Le départ de l’échange d’une des tablées installées au Temple de la Fraternité était l’incompréhension et l’insensibilité que certains lecteurs peuvent éprouver face à la poésie.

Comment lire les Psaumes lorsqu’on est hermétique à leur dimension poétique ?

Peut-être que la poésie existe, en dehors de la lecture ou de la compréhension que nous pouvons en avoir : elle parle de choses très concrètes (chemin, montagne, champs…) qui peuvent avoir une dimension symbolique qui ne s’impose pas à certains lecteurs mais qui existe malgré tout.

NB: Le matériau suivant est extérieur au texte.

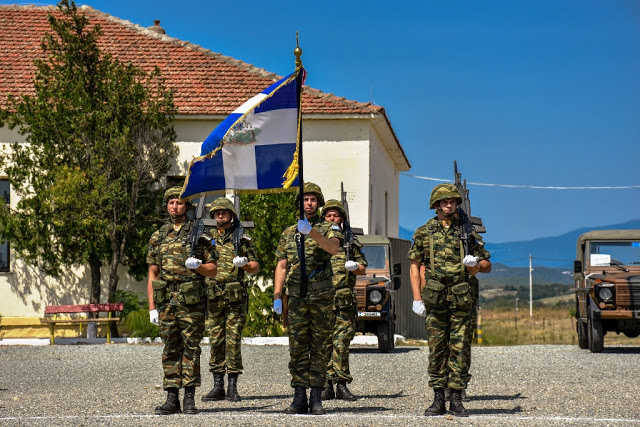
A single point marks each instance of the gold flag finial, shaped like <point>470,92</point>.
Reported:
<point>298,53</point>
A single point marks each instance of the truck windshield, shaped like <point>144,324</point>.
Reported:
<point>614,253</point>
<point>376,256</point>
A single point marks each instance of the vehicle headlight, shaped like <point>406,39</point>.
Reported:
<point>605,294</point>
<point>375,296</point>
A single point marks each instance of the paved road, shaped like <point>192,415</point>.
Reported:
<point>119,385</point>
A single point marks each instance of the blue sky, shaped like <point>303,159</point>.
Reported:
<point>538,92</point>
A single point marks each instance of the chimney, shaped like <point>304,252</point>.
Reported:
<point>157,28</point>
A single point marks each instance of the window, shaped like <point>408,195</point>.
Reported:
<point>4,246</point>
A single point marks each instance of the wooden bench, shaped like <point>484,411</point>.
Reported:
<point>56,310</point>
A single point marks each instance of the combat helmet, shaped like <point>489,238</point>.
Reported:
<point>222,203</point>
<point>172,193</point>
<point>310,187</point>
<point>334,204</point>
<point>444,192</point>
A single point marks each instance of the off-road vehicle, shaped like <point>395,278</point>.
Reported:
<point>607,278</point>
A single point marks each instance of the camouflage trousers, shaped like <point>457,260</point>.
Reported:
<point>181,330</point>
<point>338,349</point>
<point>447,329</point>
<point>311,322</point>
<point>225,324</point>
<point>469,338</point>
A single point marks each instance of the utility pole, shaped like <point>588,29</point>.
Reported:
<point>530,288</point>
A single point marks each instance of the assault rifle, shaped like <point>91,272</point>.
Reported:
<point>197,227</point>
<point>348,232</point>
<point>468,224</point>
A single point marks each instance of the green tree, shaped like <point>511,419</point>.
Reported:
<point>99,139</point>
<point>271,214</point>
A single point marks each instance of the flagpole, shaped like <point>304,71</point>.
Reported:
<point>298,53</point>
<point>301,254</point>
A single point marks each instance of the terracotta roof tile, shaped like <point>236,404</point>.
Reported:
<point>204,82</point>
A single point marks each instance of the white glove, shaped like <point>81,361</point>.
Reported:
<point>277,306</point>
<point>303,226</point>
<point>153,317</point>
<point>419,308</point>
<point>470,261</point>
<point>240,261</point>
<point>192,263</point>
<point>351,265</point>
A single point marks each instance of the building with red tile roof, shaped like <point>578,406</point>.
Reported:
<point>344,141</point>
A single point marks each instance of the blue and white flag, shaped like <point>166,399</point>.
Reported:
<point>253,148</point>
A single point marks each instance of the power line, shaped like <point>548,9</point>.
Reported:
<point>539,187</point>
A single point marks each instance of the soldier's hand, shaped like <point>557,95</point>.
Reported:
<point>470,261</point>
<point>419,308</point>
<point>240,261</point>
<point>277,306</point>
<point>351,265</point>
<point>303,226</point>
<point>192,263</point>
<point>153,317</point>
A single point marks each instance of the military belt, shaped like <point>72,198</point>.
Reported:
<point>313,286</point>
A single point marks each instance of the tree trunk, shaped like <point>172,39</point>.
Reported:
<point>113,286</point>
<point>94,293</point>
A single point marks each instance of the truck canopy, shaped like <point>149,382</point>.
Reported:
<point>605,235</point>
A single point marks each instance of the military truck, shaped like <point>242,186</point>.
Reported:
<point>607,286</point>
<point>388,269</point>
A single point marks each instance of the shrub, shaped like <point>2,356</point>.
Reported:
<point>138,324</point>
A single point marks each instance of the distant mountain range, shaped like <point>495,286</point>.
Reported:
<point>554,252</point>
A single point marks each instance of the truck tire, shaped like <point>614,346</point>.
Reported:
<point>583,333</point>
<point>385,333</point>
<point>596,335</point>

Peut-être alors que la poésie échappe alors simplement à certains lecteurs ?

Malgré tout, certains peuvent être sensibles à la poésie en tant qu’agencement inattendus de mots et de réalités qui créent une dimension, un paysage, des possibles qui n’étaient simplement pas envisageables à certains lecteurs si un texte poétique n’avait pas été écrit.

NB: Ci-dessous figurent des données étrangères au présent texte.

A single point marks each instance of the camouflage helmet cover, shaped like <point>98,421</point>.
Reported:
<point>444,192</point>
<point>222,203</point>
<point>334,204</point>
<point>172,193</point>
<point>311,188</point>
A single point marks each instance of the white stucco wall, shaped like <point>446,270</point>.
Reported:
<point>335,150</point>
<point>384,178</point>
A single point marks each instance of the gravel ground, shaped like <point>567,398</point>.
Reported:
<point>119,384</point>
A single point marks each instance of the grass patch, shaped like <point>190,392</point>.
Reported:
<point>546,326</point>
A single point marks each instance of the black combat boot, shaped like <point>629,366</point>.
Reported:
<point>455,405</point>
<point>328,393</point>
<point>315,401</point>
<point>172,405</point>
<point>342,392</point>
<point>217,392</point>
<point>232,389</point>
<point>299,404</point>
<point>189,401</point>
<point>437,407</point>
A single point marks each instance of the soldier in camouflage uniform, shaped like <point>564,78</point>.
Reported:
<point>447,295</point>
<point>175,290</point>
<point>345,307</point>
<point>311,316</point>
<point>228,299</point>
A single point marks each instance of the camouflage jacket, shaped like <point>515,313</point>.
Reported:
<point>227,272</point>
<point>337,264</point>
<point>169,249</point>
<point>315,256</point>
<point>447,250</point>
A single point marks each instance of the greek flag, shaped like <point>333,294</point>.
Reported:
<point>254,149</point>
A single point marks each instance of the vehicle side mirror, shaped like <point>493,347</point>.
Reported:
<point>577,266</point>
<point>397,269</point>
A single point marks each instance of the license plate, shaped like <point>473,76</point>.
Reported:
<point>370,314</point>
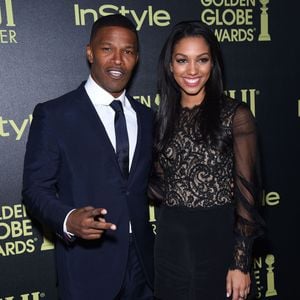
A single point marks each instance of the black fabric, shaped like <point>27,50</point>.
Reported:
<point>122,143</point>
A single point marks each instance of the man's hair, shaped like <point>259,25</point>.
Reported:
<point>112,20</point>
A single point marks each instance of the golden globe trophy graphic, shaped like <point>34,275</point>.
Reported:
<point>264,22</point>
<point>271,291</point>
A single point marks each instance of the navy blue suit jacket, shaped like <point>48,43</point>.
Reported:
<point>70,163</point>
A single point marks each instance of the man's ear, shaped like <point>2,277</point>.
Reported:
<point>89,54</point>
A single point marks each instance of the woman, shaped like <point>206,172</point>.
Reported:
<point>205,174</point>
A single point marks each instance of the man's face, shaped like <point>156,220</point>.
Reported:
<point>113,55</point>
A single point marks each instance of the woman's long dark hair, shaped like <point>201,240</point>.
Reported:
<point>170,93</point>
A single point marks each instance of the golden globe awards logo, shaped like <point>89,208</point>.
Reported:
<point>148,17</point>
<point>17,235</point>
<point>237,20</point>
<point>7,22</point>
<point>264,272</point>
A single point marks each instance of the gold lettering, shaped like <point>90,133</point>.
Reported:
<point>18,131</point>
<point>152,213</point>
<point>270,199</point>
<point>271,291</point>
<point>138,21</point>
<point>47,240</point>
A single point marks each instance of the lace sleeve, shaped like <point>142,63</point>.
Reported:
<point>247,187</point>
<point>156,183</point>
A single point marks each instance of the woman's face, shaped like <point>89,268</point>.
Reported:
<point>191,67</point>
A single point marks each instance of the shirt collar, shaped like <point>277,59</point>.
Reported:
<point>99,96</point>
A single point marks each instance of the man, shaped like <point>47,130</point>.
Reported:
<point>81,179</point>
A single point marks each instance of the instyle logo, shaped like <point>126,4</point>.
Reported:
<point>147,17</point>
<point>26,296</point>
<point>237,20</point>
<point>13,129</point>
<point>7,22</point>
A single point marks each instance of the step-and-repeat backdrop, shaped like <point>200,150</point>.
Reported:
<point>42,55</point>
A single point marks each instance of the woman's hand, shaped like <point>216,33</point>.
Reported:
<point>237,284</point>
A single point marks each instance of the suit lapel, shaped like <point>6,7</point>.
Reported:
<point>139,138</point>
<point>89,113</point>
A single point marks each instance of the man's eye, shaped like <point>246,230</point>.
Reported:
<point>181,60</point>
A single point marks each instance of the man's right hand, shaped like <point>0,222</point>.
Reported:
<point>88,223</point>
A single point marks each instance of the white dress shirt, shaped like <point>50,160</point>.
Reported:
<point>101,100</point>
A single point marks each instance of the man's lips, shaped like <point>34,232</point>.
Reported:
<point>116,73</point>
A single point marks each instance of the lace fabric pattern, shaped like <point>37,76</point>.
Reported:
<point>196,175</point>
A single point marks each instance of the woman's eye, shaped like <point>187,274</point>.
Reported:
<point>204,60</point>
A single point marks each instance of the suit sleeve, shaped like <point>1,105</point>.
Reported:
<point>41,171</point>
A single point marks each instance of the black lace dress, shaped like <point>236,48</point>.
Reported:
<point>207,220</point>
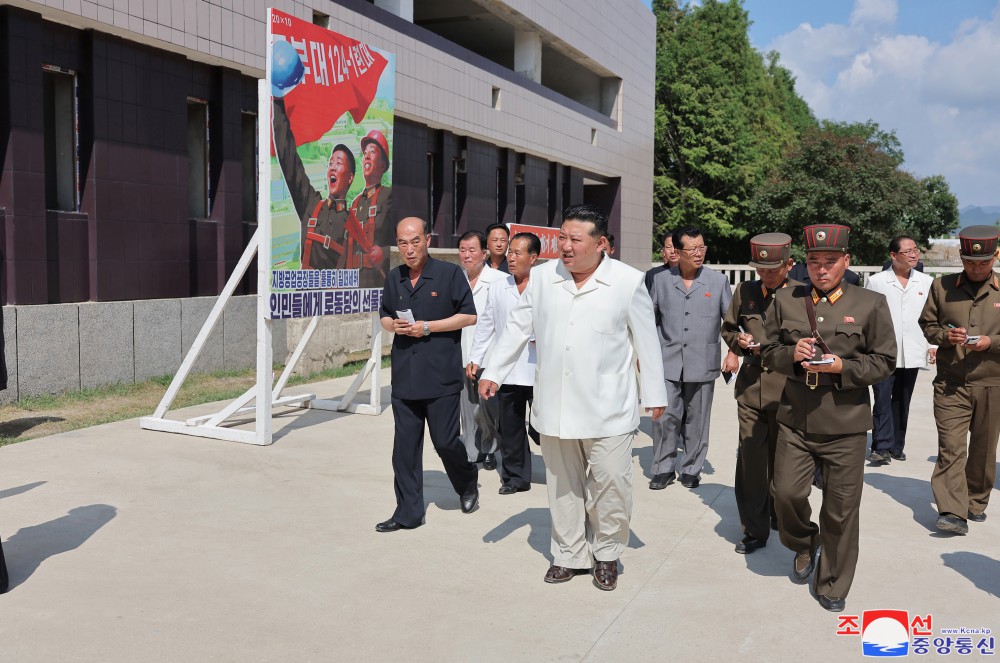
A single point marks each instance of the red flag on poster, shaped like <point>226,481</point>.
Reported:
<point>338,75</point>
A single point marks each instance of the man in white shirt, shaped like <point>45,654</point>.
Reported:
<point>479,420</point>
<point>906,289</point>
<point>515,394</point>
<point>592,319</point>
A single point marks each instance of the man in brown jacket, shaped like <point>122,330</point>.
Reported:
<point>832,341</point>
<point>962,317</point>
<point>757,390</point>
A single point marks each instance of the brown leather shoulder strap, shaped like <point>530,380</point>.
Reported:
<point>811,312</point>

Pour aborder le sujet de la traduction poétique de la foi, certains lecteurs de la Bible ont été marqués par une image récurrente, comme celle de la lumière qui guide et revigore, d’autres par un livre en particulier, comme celui des Psaumes qui délivrent une sagesse de vie ou comme les cantiques qui peuvent toucher par leur dimension musicale, d’autres sont accompagnés par des textes précis qui synthétisent de manière imagée et puissante leur vision du monde, comme : « Nous savons que jusqu’à ce jour toute la Création ensemble soupire et est en travail jusqu’à maintenant » (Romains, 8, 22)

La forme poétique est peut-être celle qui permet le mieux d’exprimer une forme de foi ou de présence divine ?

La forme poétique est aussi diverse à travers le texte de la Bible : elle n’est pas la même dans les cantiques, les psaumes, les proverbes, les paraboles… comme si la variété des formes pouvait correspondre à une variété d’expression de la foi en Dieu ou de sa manifestation aux hommes, comme si elle pouvait permettre aux hommes de mieux retenir la parole divine.

C’est peut-être grâce à cette mise en forme poétique, dont une partie de l’authenticité nous échappe du fait que le texte nous est accessible sous la forme d’une traduction, que nous pouvons si bien nous souvenir de certains passages.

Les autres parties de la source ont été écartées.